Changes were made to the rebate scheme, which lifted fees for higher-emitting vehicles and changed the rebates available for zero-emissions imports.

The scheme was closed at the end of 2023.

Infometrics chief forecaster Gareth Kiernan said the scheme had an effect on the types of vehicles being sold.

He said shortly before each time the scheme was adjusted, there was a spike or dip in the registration of various types of vehicle as people either brought forward or delayed their purchases, depending on whether they were going to become cheaper or more expensive the next month.

"It's clear that the [scheme] had an effect on people's behaviour.
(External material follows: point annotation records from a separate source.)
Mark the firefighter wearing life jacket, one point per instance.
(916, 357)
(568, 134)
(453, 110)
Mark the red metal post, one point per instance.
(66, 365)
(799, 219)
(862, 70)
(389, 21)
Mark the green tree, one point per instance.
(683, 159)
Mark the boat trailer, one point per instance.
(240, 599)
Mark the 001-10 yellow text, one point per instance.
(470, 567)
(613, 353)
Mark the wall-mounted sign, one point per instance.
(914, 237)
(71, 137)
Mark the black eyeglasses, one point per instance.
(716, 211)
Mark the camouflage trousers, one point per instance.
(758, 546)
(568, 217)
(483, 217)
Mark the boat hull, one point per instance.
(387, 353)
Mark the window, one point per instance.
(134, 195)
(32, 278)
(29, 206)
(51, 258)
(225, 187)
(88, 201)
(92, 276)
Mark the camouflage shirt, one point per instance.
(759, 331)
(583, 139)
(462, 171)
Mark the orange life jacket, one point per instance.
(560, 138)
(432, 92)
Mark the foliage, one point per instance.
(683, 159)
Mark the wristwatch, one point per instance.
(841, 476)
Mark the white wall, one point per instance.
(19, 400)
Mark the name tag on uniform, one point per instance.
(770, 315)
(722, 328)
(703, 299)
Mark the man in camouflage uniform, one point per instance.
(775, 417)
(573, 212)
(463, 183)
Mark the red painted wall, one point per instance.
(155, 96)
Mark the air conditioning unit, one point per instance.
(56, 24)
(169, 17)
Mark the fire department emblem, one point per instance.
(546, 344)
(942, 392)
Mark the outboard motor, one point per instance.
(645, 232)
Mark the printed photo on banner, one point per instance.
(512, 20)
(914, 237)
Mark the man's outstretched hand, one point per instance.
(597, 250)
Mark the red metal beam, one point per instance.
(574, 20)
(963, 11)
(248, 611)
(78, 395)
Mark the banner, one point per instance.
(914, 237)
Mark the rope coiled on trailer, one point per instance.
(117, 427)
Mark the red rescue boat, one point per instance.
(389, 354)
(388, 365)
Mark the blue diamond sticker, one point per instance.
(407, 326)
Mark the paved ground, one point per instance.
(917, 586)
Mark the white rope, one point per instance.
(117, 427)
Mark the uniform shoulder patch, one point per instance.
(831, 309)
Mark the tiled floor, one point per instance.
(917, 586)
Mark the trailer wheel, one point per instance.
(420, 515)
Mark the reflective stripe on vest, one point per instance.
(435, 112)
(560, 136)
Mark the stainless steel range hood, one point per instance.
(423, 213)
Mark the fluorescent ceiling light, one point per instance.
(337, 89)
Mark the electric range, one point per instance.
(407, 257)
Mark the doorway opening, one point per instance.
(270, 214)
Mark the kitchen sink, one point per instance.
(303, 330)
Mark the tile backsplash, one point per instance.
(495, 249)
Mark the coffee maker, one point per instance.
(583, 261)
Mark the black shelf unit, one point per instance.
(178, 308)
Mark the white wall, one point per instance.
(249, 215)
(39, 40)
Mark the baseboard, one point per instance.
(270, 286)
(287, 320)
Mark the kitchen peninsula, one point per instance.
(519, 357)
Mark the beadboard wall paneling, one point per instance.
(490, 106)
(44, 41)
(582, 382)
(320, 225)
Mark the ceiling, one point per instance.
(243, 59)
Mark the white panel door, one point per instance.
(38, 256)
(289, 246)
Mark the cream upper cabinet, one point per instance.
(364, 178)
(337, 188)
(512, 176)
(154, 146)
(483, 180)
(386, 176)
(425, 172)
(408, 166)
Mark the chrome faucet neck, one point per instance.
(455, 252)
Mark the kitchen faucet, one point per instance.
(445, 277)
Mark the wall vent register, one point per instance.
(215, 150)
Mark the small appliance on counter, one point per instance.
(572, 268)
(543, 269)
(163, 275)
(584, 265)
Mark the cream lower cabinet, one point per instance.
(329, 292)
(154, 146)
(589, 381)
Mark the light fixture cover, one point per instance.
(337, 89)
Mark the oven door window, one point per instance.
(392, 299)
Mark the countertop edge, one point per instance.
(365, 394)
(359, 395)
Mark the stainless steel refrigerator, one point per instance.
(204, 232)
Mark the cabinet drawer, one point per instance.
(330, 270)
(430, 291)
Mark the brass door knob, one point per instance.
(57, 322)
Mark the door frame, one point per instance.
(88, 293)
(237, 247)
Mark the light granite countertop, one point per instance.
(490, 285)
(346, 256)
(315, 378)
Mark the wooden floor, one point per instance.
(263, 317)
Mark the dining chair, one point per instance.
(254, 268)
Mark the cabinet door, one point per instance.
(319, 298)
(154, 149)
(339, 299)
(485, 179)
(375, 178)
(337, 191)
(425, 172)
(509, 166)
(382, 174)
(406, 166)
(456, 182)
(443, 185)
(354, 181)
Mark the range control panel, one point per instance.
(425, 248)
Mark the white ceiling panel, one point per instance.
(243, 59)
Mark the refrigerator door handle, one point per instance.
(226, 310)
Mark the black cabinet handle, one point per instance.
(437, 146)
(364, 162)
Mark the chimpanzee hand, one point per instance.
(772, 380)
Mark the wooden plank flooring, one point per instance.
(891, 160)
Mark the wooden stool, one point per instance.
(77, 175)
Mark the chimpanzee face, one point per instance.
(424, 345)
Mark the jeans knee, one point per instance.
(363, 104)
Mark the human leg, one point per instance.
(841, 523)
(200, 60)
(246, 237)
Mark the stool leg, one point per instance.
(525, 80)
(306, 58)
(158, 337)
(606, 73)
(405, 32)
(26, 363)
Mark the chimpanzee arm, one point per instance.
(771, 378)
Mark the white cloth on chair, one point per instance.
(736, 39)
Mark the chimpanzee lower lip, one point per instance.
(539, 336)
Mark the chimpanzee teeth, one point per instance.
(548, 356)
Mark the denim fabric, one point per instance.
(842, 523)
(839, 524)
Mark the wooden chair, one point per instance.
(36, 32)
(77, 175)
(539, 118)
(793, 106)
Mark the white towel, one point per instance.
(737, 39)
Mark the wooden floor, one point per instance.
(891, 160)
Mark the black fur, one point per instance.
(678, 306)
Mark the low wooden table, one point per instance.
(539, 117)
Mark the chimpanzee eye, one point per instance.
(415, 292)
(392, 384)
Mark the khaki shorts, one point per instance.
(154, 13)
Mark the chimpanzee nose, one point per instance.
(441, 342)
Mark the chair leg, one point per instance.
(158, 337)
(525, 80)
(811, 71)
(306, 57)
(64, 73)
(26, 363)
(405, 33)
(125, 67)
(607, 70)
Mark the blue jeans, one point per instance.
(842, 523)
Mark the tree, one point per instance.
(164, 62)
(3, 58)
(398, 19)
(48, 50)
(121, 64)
However, it's not the only driving factor, and it's interesting to note that so far this year, registration patterns have gone back more towards the April 2022 to June 2023 period than the pre-Clean Car Discount period.

"This response could reflect sustained high petrol prices, making people more conscious of fuel efficiency and therefore more likely to choose conventional hybrids than they were previously.

"It could also reflect an increasing supply of hybrid vehicles available, as manufacturers change their mix of production, and there is a growing supply of hybrid used vehicles becoming available from Japan as well."

He said the introduction of road user charges for plug-in hybrids and electric vehicles had also changed the costs of running those, compared to petrol and other hybrid vehicles.

"It's also important to note that, although the Clean Car Discount was aimed at increasing uptake of electric or lower-emissions vehicles, it did nothing to change New Zealand's country-wide carbon emissions profile.

"Because New Zealand has a cap set in terms of its carbon emissions, which is designed to be met by the Emissions Trading Scheme, any reduction in emissions from the vehicle fleet simply mean there was less demand for carbon credits from the petrol companies, reducing the trading price for the credits under the scheme, and making it cheaper for other polluters to purchase those credits.

"If the government had wanted to have a real effect on emissions, it needed to reduce the supply of carbon credits in line with the faster update of lower-emissions vehicles."